Replicating the egg-making recipe
Amniotic membrane cells arise about eight days after conception. Their job is to preserve the plasticity of an embryo’s cells before they differentiate. Evron and Shalev found that these cells also have the ability to differentiate into ones that express the properties of the germ cells that produce eggs in a woman’s ovaries.
Ordinarily, the germ cells remain undifferentiated until a female reaches puberty because they cannot turn into eggs without the action of proteins or hormones that begin to surround the ovaries of girls in adolescence.
The researchers, who published their work last month in the journal Reproductive Biology and Endocrinology, are now attempting to replicate the conditions present in adolescents. Theoretically, they could produce human eggs by adding the right recipe of proteins or hormones to the differentiated amniotic cells.

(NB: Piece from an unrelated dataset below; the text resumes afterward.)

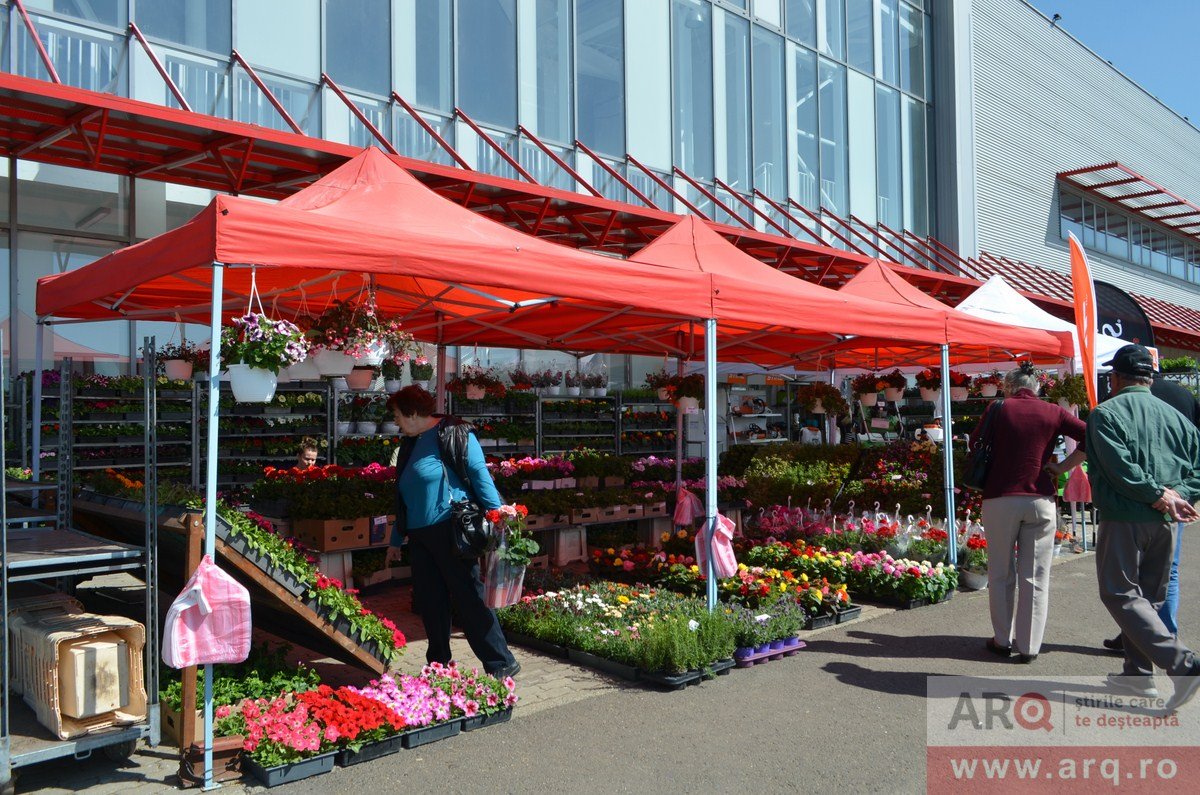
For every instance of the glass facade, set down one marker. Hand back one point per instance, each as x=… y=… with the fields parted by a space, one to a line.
x=1125 y=237
x=822 y=102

“Germ cell development has been difficult to study in humans because important early events occur after implantation [of the fertilized egg],” said Shalev. In addition, the study of germ cell development in humans is challenging because ethical issues can be involved in harvesting these cells.
He stressed that though they have discovered the principle behind this advance in human reproduction, “it is too early to know when this will be achieved.”
But if the principle can someday be put into practice successfully, he added, “women who do not produce healthy ova — or any at all — could use them to become pregnant.”